Of the many thousands of asylum applications each year, typically about 17 per cent are granted, with an additional ten per cent of the applicants allowed to remain in the UK on various grounds; the remainder are refused. Most applications for asylum are therefore unsuccessful.

After an application for asylum has been refused, the case worker will let the applicant know whether they have a right to appeal against the decision and, if this is the case, the applicant will be provided with the relevant forms and told the time limits for completing them. If the failed applicant is still in receipt of any support benefits after the application was refused, these will still be provided whilst the appeal is ongoing.

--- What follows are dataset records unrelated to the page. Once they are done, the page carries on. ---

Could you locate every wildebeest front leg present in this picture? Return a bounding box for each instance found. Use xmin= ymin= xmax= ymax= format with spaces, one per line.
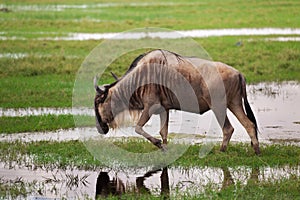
xmin=135 ymin=108 xmax=162 ymax=148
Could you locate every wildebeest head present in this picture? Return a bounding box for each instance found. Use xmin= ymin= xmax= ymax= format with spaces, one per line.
xmin=94 ymin=77 xmax=111 ymax=134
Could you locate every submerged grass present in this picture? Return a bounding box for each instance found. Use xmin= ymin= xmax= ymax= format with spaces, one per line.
xmin=0 ymin=139 xmax=300 ymax=168
xmin=0 ymin=114 xmax=95 ymax=134
xmin=0 ymin=37 xmax=300 ymax=108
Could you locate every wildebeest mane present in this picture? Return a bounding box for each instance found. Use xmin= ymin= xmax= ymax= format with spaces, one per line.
xmin=124 ymin=54 xmax=146 ymax=76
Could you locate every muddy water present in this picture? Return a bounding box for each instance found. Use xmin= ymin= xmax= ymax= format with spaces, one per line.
xmin=0 ymin=82 xmax=300 ymax=144
xmin=0 ymin=163 xmax=300 ymax=199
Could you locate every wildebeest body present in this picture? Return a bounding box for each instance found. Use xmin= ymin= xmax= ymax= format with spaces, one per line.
xmin=95 ymin=50 xmax=260 ymax=154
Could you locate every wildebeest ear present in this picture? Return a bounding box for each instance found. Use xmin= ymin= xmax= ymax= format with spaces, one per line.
xmin=94 ymin=76 xmax=104 ymax=94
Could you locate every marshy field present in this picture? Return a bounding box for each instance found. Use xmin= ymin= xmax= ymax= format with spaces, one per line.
xmin=0 ymin=0 xmax=300 ymax=199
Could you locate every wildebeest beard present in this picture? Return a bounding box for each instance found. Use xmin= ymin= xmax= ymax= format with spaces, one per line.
xmin=95 ymin=98 xmax=109 ymax=134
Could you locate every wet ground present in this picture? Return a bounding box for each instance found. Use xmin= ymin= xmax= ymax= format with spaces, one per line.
xmin=0 ymin=163 xmax=300 ymax=199
xmin=0 ymin=82 xmax=300 ymax=144
xmin=0 ymin=82 xmax=300 ymax=199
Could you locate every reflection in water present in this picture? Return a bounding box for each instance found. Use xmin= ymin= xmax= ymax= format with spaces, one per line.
xmin=96 ymin=172 xmax=125 ymax=198
xmin=0 ymin=162 xmax=300 ymax=199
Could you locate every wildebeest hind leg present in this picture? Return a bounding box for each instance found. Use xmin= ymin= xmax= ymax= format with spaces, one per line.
xmin=159 ymin=110 xmax=169 ymax=150
xmin=229 ymin=104 xmax=260 ymax=155
xmin=135 ymin=107 xmax=162 ymax=148
xmin=220 ymin=116 xmax=234 ymax=151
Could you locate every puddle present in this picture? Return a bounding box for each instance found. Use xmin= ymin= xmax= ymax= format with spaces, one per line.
xmin=0 ymin=107 xmax=94 ymax=117
xmin=0 ymin=82 xmax=300 ymax=145
xmin=0 ymin=28 xmax=300 ymax=42
xmin=0 ymin=163 xmax=300 ymax=199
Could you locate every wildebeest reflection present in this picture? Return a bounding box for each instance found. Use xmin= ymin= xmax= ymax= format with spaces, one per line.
xmin=96 ymin=168 xmax=170 ymax=198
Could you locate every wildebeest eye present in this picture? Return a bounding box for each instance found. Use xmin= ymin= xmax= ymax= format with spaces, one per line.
xmin=95 ymin=93 xmax=107 ymax=104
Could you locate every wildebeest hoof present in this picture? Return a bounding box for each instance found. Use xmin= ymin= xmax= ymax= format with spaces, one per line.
xmin=153 ymin=139 xmax=162 ymax=149
xmin=161 ymin=144 xmax=168 ymax=152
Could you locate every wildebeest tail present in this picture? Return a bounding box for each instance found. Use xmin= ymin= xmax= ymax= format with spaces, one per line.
xmin=240 ymin=74 xmax=258 ymax=140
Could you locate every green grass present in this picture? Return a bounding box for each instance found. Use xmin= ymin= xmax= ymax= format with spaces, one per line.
xmin=0 ymin=37 xmax=300 ymax=108
xmin=0 ymin=74 xmax=74 ymax=108
xmin=0 ymin=115 xmax=75 ymax=133
xmin=0 ymin=0 xmax=300 ymax=34
xmin=0 ymin=140 xmax=300 ymax=169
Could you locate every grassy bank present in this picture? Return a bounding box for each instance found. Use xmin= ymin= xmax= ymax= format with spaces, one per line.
xmin=0 ymin=0 xmax=300 ymax=34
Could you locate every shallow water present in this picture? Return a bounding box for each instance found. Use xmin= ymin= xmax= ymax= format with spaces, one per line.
xmin=0 ymin=82 xmax=300 ymax=144
xmin=0 ymin=163 xmax=300 ymax=199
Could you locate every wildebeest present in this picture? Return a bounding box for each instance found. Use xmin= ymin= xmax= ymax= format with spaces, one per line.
xmin=94 ymin=49 xmax=260 ymax=154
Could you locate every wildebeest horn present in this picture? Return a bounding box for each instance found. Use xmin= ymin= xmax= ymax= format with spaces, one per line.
xmin=94 ymin=76 xmax=104 ymax=93
xmin=110 ymin=72 xmax=119 ymax=81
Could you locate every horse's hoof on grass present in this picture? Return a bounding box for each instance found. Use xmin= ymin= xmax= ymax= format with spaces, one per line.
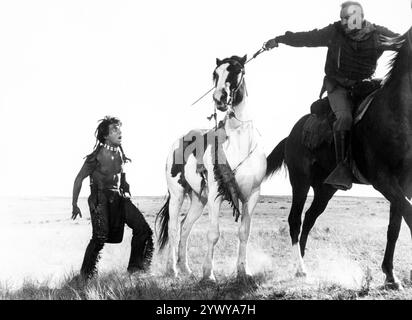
xmin=200 ymin=275 xmax=216 ymax=285
xmin=165 ymin=270 xmax=179 ymax=278
xmin=295 ymin=270 xmax=308 ymax=278
xmin=383 ymin=281 xmax=403 ymax=291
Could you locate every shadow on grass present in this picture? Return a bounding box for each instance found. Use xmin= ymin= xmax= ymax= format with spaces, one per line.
xmin=0 ymin=272 xmax=265 ymax=300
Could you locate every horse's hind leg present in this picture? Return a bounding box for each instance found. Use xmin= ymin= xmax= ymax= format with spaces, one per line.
xmin=203 ymin=185 xmax=222 ymax=281
xmin=177 ymin=191 xmax=207 ymax=274
xmin=299 ymin=184 xmax=337 ymax=257
xmin=237 ymin=188 xmax=260 ymax=277
xmin=166 ymin=185 xmax=185 ymax=277
xmin=288 ymin=171 xmax=310 ymax=276
xmin=382 ymin=204 xmax=402 ymax=289
xmin=373 ymin=170 xmax=412 ymax=289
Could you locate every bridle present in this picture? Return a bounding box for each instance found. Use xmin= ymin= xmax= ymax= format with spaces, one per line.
xmin=211 ymin=58 xmax=247 ymax=129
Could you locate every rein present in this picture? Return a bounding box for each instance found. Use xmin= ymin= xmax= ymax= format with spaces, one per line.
xmin=192 ymin=43 xmax=269 ymax=106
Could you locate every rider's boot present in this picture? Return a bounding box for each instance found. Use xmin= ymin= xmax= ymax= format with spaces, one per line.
xmin=324 ymin=131 xmax=353 ymax=191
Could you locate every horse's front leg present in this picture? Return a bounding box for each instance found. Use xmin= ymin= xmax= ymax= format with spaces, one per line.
xmin=237 ymin=188 xmax=260 ymax=278
xmin=203 ymin=183 xmax=222 ymax=281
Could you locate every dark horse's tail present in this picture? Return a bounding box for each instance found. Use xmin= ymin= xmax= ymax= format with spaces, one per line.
xmin=265 ymin=138 xmax=288 ymax=178
xmin=155 ymin=193 xmax=170 ymax=250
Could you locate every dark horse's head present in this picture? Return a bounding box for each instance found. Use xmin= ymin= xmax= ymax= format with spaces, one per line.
xmin=213 ymin=56 xmax=247 ymax=112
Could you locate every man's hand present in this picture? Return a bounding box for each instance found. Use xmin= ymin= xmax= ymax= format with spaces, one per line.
xmin=72 ymin=205 xmax=82 ymax=220
xmin=263 ymin=38 xmax=279 ymax=50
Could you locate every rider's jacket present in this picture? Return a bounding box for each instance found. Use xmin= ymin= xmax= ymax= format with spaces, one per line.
xmin=276 ymin=21 xmax=399 ymax=80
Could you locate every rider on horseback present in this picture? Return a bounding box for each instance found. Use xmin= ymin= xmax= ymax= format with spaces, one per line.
xmin=264 ymin=1 xmax=399 ymax=190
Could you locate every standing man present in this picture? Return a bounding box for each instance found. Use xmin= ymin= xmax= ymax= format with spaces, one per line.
xmin=72 ymin=116 xmax=153 ymax=279
xmin=264 ymin=1 xmax=399 ymax=190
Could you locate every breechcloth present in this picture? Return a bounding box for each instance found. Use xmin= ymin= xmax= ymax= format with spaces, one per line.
xmin=88 ymin=189 xmax=151 ymax=244
xmin=81 ymin=186 xmax=153 ymax=278
xmin=324 ymin=78 xmax=353 ymax=132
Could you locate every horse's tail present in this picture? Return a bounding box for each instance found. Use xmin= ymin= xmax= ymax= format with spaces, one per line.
xmin=155 ymin=192 xmax=170 ymax=250
xmin=265 ymin=138 xmax=288 ymax=178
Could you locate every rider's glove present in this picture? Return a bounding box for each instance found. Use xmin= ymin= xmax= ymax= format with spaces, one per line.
xmin=264 ymin=38 xmax=279 ymax=50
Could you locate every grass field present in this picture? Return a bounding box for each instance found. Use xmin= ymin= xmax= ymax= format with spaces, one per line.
xmin=0 ymin=196 xmax=412 ymax=300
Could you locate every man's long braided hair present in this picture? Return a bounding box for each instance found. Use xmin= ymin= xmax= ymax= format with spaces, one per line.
xmin=86 ymin=116 xmax=132 ymax=163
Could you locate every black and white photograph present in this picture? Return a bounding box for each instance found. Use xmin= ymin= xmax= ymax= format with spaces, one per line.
xmin=0 ymin=0 xmax=412 ymax=304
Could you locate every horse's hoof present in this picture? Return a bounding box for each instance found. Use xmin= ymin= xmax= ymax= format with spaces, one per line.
xmin=383 ymin=281 xmax=403 ymax=291
xmin=179 ymin=266 xmax=192 ymax=277
xmin=295 ymin=270 xmax=308 ymax=278
xmin=165 ymin=269 xmax=179 ymax=278
xmin=236 ymin=273 xmax=255 ymax=285
xmin=201 ymin=274 xmax=216 ymax=283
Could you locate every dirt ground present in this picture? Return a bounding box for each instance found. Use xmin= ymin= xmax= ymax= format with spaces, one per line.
xmin=0 ymin=196 xmax=412 ymax=299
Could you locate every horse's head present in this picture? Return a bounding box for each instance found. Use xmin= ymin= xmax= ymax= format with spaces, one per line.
xmin=213 ymin=56 xmax=247 ymax=112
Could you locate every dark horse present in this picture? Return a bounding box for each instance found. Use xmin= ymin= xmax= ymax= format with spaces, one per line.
xmin=266 ymin=28 xmax=412 ymax=288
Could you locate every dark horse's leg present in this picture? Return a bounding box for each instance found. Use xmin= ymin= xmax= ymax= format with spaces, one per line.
xmin=382 ymin=204 xmax=402 ymax=288
xmin=300 ymin=184 xmax=337 ymax=257
xmin=373 ymin=170 xmax=412 ymax=289
xmin=288 ymin=167 xmax=310 ymax=277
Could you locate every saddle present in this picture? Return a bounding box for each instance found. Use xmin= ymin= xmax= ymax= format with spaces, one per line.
xmin=302 ymin=79 xmax=382 ymax=150
xmin=302 ymin=79 xmax=382 ymax=184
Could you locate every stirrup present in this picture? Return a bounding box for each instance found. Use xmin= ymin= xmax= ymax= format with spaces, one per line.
xmin=324 ymin=162 xmax=352 ymax=191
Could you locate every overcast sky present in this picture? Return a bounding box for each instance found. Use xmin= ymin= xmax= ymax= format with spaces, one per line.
xmin=0 ymin=0 xmax=411 ymax=200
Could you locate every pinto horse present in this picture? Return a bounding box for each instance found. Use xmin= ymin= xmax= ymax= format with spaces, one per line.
xmin=156 ymin=56 xmax=267 ymax=281
xmin=267 ymin=29 xmax=412 ymax=289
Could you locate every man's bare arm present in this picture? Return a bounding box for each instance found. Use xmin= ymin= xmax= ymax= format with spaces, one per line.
xmin=72 ymin=160 xmax=91 ymax=220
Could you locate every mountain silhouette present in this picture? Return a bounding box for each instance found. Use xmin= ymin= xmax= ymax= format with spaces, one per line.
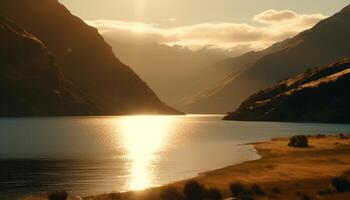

If the time limit for appealing passes without an appeal being made, the benefits will cease.

There are several grounds for appealing against a refused application for asylum. These include the decision having been made not in accordance with immigration law or rules; any breaches of human rights involved in the decision; and any form of racial discrimination. It is also possible for a failed applicant who has been allowed to remain in the UK for 12 months to make an appeal against the original decision to refuse full asylum.

Failed applicants who are appealing against the decision do not necessarily remain in the UK whilst they make their appeal. Where there was actually no realistic basis from the start for claiming asylum, the applicant is usually returned home to their native country to launch their appeal from there.

Appeals that are perfectly valid and might have resulted in a successful outcome can nevertheless fail because they missed the deadline for completion. Ten working days is usually the time limit for the completion of appeal forms in the UK.

Immigration advisers registered with the OISC (Office of the Immigration Services Commissioner) should be approached for legal advice by failed asylum seekers who have the right to appeal. The Immigration Advisory Service will also provide expert legal advice which may be free, depending on the applicant’s circumstances. Appeal forms have to be completed in English, and the available grounds can be discussed by the applicant with their legal advisor; for example, a solicitor from Duncan Lewis.

All appeals are made to the AIT (Asylum and Immigration Tribunal), an independent body, and members of the Tribunal make decisions about appeals at different locations around the country. If the AIT’s decision goes against them, applicants can sometimes appeal against this too.

After the AIT receives the appeal it takes about six weeks for a final decision to be reached. If asylum is granted, the case worker will help the applicant to settle in the UK; if asylum is not granted, the applicant must leave the country, preferably voluntarily rather than waiting to be deported.